En août 2016, l’APW a remis un avis à Madame Alda Greoli, Vice-présidente du Gouvernement de la Fédération Wallonie-Bruxelles et Ministre de la Culture, de l’Enfance et de l’Education permanente, concernant l’avant-projet de décret en préparation relatif à la reconnaissance et au subventionnement des arts de la scène. Le voici.
Cette démarche fait suite à la rencontre que nous avons eue au Cabinet de la Ministre le 27 juin dernier et au cours de laquelle l’APW a eu l’occasion de lui faire part de l’implication des provinces dans le domaine culturel.
Ce secteur d’activités est particulièrement important pour les pouvoirs locaux, et plus spécifiquement pour les provinces, car il permet de garantir un accès de tous à la Culture.
En effet, les provinces investissent des moyens humains et financiers conséquents pour soutenir la création artistique sous toutes ses formes et en assurer la diffusion. Elles soutiennent ou fédèrent les acteurs locaux et, de par leur assise territoriale, garantissent le développement culturel partout en Wallonie.

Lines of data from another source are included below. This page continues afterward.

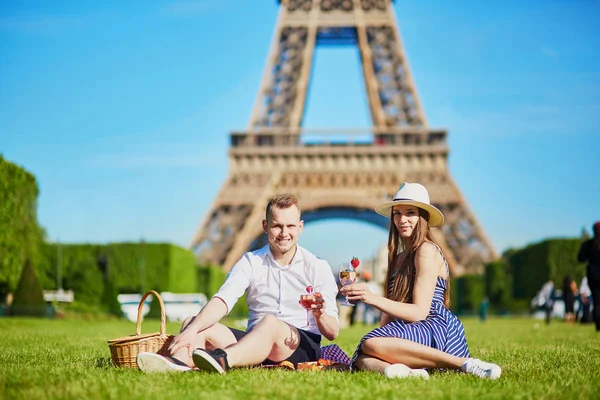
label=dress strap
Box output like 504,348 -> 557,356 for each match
427,242 -> 450,277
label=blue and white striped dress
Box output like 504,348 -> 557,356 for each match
351,245 -> 470,366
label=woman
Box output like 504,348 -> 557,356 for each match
342,182 -> 501,380
562,276 -> 577,324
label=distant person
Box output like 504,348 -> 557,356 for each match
578,276 -> 592,324
539,279 -> 555,324
136,194 -> 339,373
479,297 -> 490,322
563,276 -> 577,324
342,182 -> 501,380
578,222 -> 600,331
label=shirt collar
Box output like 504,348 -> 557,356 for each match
262,244 -> 304,266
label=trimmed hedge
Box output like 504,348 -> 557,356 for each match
449,238 -> 585,315
465,238 -> 587,314
0,156 -> 44,295
509,238 -> 585,301
451,274 -> 485,315
196,264 -> 227,298
37,242 -> 198,312
169,246 -> 198,293
38,244 -> 104,307
35,242 -> 252,318
484,260 -> 512,313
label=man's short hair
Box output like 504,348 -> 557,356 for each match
265,193 -> 300,222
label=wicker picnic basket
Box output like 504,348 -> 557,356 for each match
107,290 -> 174,368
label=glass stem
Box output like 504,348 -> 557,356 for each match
345,284 -> 351,303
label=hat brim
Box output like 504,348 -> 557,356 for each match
375,200 -> 444,227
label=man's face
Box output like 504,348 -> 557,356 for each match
263,206 -> 304,258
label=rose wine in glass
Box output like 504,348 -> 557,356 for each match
339,264 -> 356,307
300,285 -> 315,328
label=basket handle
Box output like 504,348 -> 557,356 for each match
135,290 -> 167,337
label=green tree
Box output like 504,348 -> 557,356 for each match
11,258 -> 46,316
0,156 -> 44,297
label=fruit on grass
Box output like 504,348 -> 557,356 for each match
279,361 -> 295,370
350,257 -> 360,269
317,359 -> 333,366
297,361 -> 322,371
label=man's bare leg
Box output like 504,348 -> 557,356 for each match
223,315 -> 301,367
169,316 -> 239,367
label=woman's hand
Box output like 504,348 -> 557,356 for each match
341,283 -> 375,304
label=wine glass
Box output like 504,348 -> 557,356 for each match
299,294 -> 316,328
339,264 -> 356,307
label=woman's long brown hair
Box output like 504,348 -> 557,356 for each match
383,208 -> 451,308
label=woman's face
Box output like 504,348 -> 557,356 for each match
392,205 -> 420,239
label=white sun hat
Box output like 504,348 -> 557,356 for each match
375,182 -> 444,227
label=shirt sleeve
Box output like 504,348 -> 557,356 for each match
313,258 -> 339,321
212,255 -> 252,315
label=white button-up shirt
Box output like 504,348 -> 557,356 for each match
213,244 -> 339,336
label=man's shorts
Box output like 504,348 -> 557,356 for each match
228,326 -> 321,367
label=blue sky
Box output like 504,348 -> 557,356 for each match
1,0 -> 599,269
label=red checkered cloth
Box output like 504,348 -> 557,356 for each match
320,344 -> 351,365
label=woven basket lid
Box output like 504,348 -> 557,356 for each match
107,332 -> 165,345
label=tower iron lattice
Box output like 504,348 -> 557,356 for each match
190,0 -> 496,275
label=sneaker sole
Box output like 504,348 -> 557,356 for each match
136,353 -> 191,373
409,369 -> 430,379
384,364 -> 411,379
488,366 -> 502,380
385,364 -> 430,379
192,349 -> 225,374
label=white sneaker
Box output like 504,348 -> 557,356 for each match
384,364 -> 430,379
461,358 -> 501,380
409,368 -> 430,379
136,352 -> 192,373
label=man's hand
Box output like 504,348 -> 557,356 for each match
167,328 -> 198,357
308,292 -> 338,340
310,292 -> 326,318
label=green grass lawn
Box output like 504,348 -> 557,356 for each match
1,316 -> 599,399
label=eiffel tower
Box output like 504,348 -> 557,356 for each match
190,0 -> 497,275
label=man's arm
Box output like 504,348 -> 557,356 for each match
180,297 -> 228,334
311,257 -> 340,340
311,293 -> 338,341
168,297 -> 229,355
168,256 -> 251,354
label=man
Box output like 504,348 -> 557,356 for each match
578,222 -> 600,331
539,279 -> 555,325
137,194 -> 339,373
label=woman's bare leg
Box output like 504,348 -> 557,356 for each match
353,353 -> 391,374
361,337 -> 468,370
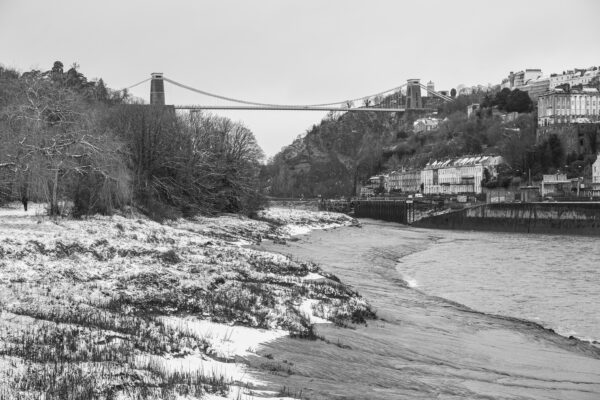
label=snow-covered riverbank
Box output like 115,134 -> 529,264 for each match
0,203 -> 367,399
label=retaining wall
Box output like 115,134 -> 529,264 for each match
413,202 -> 600,236
353,200 -> 414,224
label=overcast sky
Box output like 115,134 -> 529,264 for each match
1,0 -> 599,157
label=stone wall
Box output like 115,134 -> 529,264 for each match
413,202 -> 600,236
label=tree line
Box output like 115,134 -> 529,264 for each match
0,62 -> 265,219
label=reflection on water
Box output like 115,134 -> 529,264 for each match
395,230 -> 600,342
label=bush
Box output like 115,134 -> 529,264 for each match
71,169 -> 130,218
160,249 -> 181,264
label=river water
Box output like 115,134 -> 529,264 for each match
252,220 -> 600,399
394,229 -> 600,343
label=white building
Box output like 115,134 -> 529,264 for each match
541,174 -> 576,197
382,173 -> 390,192
549,67 -> 600,90
399,170 -> 421,193
387,170 -> 401,192
593,156 -> 600,185
387,169 -> 422,193
413,118 -> 439,133
359,186 -> 374,197
421,155 -> 504,195
538,87 -> 600,126
521,76 -> 550,102
501,69 -> 543,90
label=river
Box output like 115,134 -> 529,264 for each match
395,229 -> 600,343
250,219 -> 600,399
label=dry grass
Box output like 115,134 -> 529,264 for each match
0,207 -> 373,398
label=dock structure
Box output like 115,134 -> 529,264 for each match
353,200 -> 415,224
320,199 -> 416,225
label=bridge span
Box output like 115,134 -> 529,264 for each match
174,105 -> 435,112
125,73 -> 454,112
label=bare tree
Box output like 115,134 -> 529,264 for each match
3,74 -> 129,215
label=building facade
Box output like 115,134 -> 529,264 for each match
387,171 -> 401,192
413,118 -> 439,133
521,76 -> 550,102
421,155 -> 504,195
386,170 -> 422,193
538,87 -> 600,126
399,170 -> 421,193
593,156 -> 600,185
549,68 -> 600,90
541,174 -> 577,197
501,69 -> 543,90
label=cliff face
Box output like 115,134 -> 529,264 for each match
279,134 -> 331,173
266,111 -> 410,197
537,124 -> 600,156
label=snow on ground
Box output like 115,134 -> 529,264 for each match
258,207 -> 357,237
302,272 -> 326,281
298,299 -> 331,324
204,387 -> 298,400
0,201 -> 47,217
280,224 -> 313,236
160,316 -> 288,359
136,352 -> 253,386
0,202 -> 372,399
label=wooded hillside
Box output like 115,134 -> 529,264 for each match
263,87 -> 595,197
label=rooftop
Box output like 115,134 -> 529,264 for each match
425,155 -> 503,169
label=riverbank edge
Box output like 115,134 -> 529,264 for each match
412,202 -> 600,236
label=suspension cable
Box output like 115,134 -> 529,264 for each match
418,83 -> 452,101
163,76 -> 407,108
120,77 -> 152,91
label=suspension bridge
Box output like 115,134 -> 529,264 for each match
126,73 -> 453,113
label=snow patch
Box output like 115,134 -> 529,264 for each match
259,207 -> 356,237
281,225 -> 312,236
299,299 -> 330,324
0,202 -> 47,217
303,272 -> 325,281
203,387 -> 298,400
137,352 -> 249,383
160,316 -> 287,359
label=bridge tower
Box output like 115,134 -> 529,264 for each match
405,79 -> 422,109
150,72 -> 165,105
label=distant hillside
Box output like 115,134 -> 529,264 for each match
262,89 -> 554,198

Les provinces s’inscrivent dans une démarche de partenariat avec la Fédération Wallonie-Bruxelles et souhaitent être davantage associées à toute réflexion relative à l’avenir de ce secteur.
Remarques d’ordre général
Cet avant-projet de décret intègre le secteur théâtre jeune public ainsi que la discipline du conte et ce, afin de renforcer les partenariats, d’accroître les liens avec l’enseignement, de mutualiser, etc.

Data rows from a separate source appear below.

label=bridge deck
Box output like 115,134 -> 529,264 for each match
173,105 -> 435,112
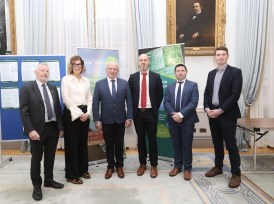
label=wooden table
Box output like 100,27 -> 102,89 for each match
237,118 -> 274,172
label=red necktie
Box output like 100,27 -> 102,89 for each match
141,73 -> 147,108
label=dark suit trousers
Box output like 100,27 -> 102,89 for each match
63,106 -> 89,179
30,122 -> 59,187
209,117 -> 241,176
168,121 -> 194,171
134,109 -> 158,166
102,123 -> 125,169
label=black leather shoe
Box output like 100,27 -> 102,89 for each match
44,180 -> 64,189
32,186 -> 42,201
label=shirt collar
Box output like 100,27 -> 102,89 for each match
217,64 -> 228,71
68,74 -> 84,81
140,71 -> 149,76
107,77 -> 117,83
36,80 -> 45,87
177,79 -> 186,83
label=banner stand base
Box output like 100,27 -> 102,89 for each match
0,157 -> 12,168
88,159 -> 107,166
0,140 -> 13,168
158,156 -> 173,162
88,151 -> 128,166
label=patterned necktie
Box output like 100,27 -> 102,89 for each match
141,73 -> 147,108
175,82 -> 183,112
42,84 -> 53,120
111,80 -> 116,101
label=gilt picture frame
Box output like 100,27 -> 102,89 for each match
166,0 -> 226,56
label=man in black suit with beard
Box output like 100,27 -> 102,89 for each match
128,53 -> 163,178
19,63 -> 64,201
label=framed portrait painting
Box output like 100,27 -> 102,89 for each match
167,0 -> 226,56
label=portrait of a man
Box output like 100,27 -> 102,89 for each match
176,0 -> 216,47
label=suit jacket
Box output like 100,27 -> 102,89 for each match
19,81 -> 63,136
183,12 -> 207,38
128,71 -> 163,118
92,78 -> 133,124
203,65 -> 243,120
164,79 -> 199,125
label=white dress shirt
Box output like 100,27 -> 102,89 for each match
107,77 -> 117,94
61,75 -> 93,121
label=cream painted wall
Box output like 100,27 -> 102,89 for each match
14,0 -> 24,54
153,0 -> 166,46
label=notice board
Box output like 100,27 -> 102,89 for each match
0,55 -> 66,141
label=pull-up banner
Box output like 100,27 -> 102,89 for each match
138,44 -> 185,158
77,48 -> 119,145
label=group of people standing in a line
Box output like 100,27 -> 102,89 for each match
19,46 -> 243,201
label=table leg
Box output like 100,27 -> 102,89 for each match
253,132 -> 257,172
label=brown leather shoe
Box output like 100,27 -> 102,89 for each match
117,167 -> 125,178
228,174 -> 241,188
169,168 -> 181,177
205,167 -> 223,177
150,166 -> 158,178
105,169 -> 114,179
184,171 -> 192,180
137,164 -> 146,176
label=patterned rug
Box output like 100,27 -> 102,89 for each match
238,154 -> 274,172
192,173 -> 273,203
0,154 -> 273,204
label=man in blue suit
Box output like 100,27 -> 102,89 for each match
93,61 -> 133,179
164,64 -> 199,180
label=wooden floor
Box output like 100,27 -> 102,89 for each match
2,147 -> 274,155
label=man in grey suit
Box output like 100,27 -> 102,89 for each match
19,63 -> 64,201
164,64 -> 199,180
93,61 -> 133,179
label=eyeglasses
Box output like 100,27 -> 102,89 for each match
72,63 -> 82,68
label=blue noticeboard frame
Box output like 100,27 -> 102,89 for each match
0,55 -> 66,141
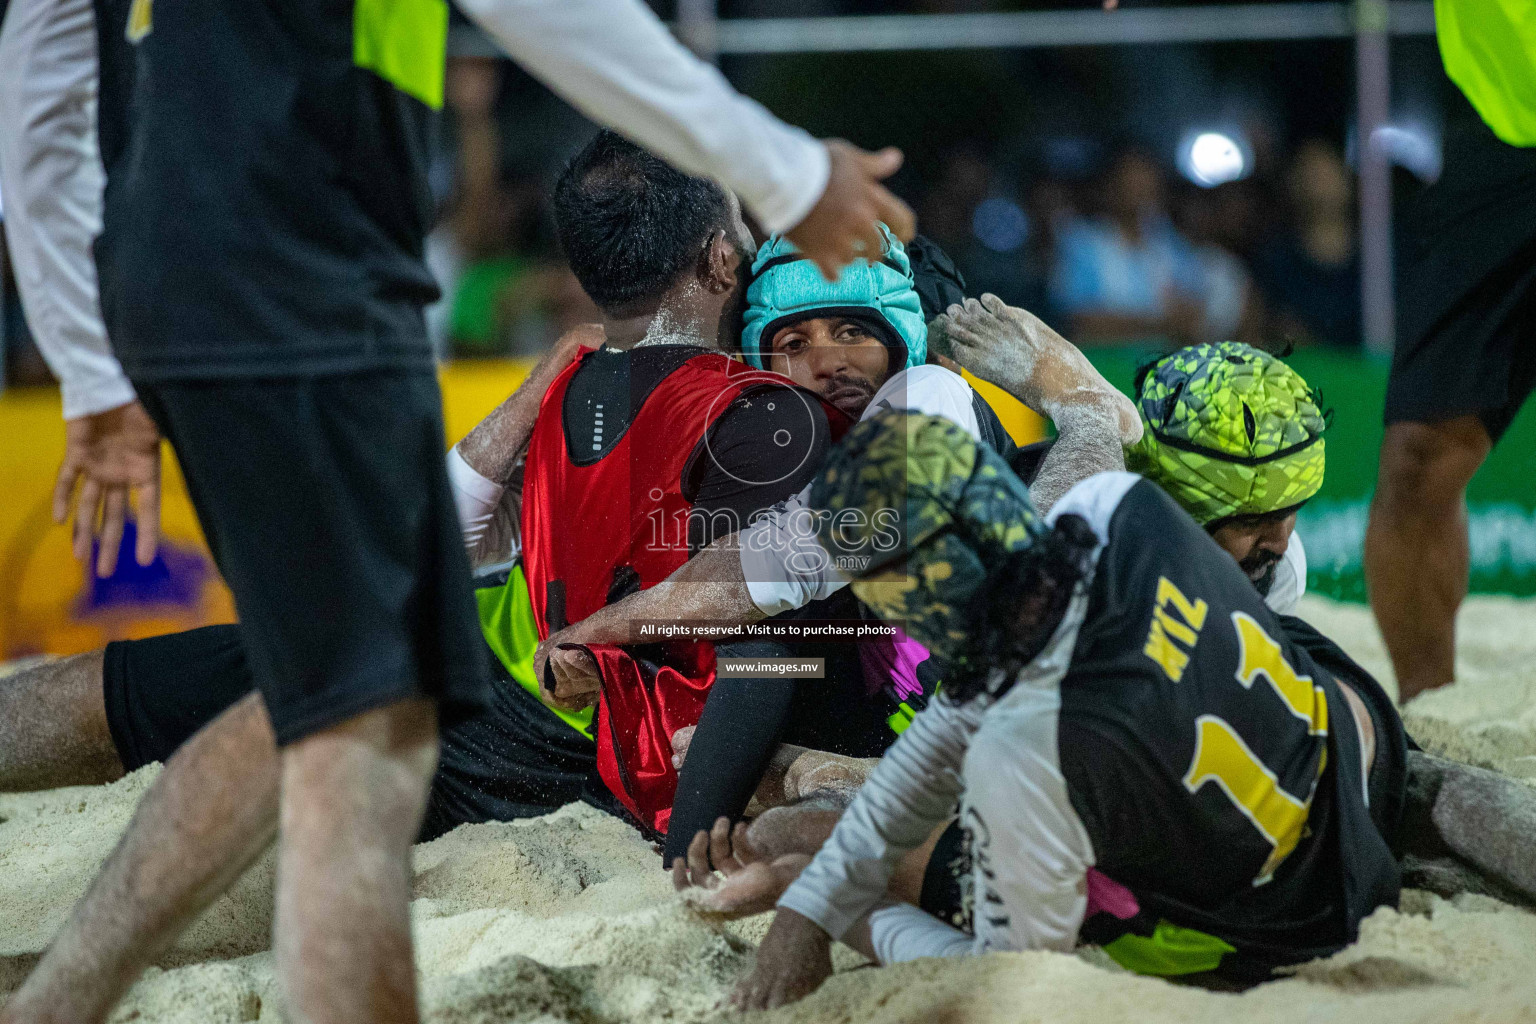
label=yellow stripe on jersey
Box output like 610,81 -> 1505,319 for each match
1231,612 -> 1329,736
353,0 -> 448,109
1435,0 -> 1536,147
1183,714 -> 1310,885
126,0 -> 152,43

Cette intégration semblait être une démarche adéquate pour permettre l’harmonisation du secteur, notamment en matière de subventionnements où les différences entre ce que reçoit une compagnie jeune public ou une compagnie de théâtre adulte sont flagrantes. Cependant le secteur jeune public n’est pas certain que l’entrée en vigueur de ce décret va réellement réduire les écarts de subventions puisque, pour l’instant, aucune trajectoire budgétaire n’est clairement définie à cet effet.
Par ailleurs, le secteur jeune public dispose de caractéristiques propres comme, notamment, leur travail de médiation, de diffusion de leurs créations,… Celles-ci devraient être prises en compte dans l’avant-projet de décret et, surtout, être valorisées par un financement adéquat. La Chambre des Théâtres pour l’Enfance et la Jeunesse a déjà fortement insisté sur ces points.
En matière d’aides, il n’en existera plus que trois types : la bourse, l’aide au projet et le contrat programme. Il n’y aura plus d’agréments pour le théâtre jeune public. De nombreuses interrogations émanent des compagnies qui bénéficient déjà d’un contrat-programme mais également de celles qui ne disposent que des agréments. Ces dernières souhaiteraient être les bénéficiaires exclusives des aides aux projets puisque les conventions sont supprimées dans le futur décret, tandis que celles disposant d’un contrat-programme s’interrogent sur le maintien de leurs subventions actuelles et sur le risque que celles-ci soient réduites. Dans ce cas, pourront-elles bénéficier des aides aux projets ? Le Gouvernement doit communiquer avec le secteur sur ce point pour réduire les craintes exprimées actuellement.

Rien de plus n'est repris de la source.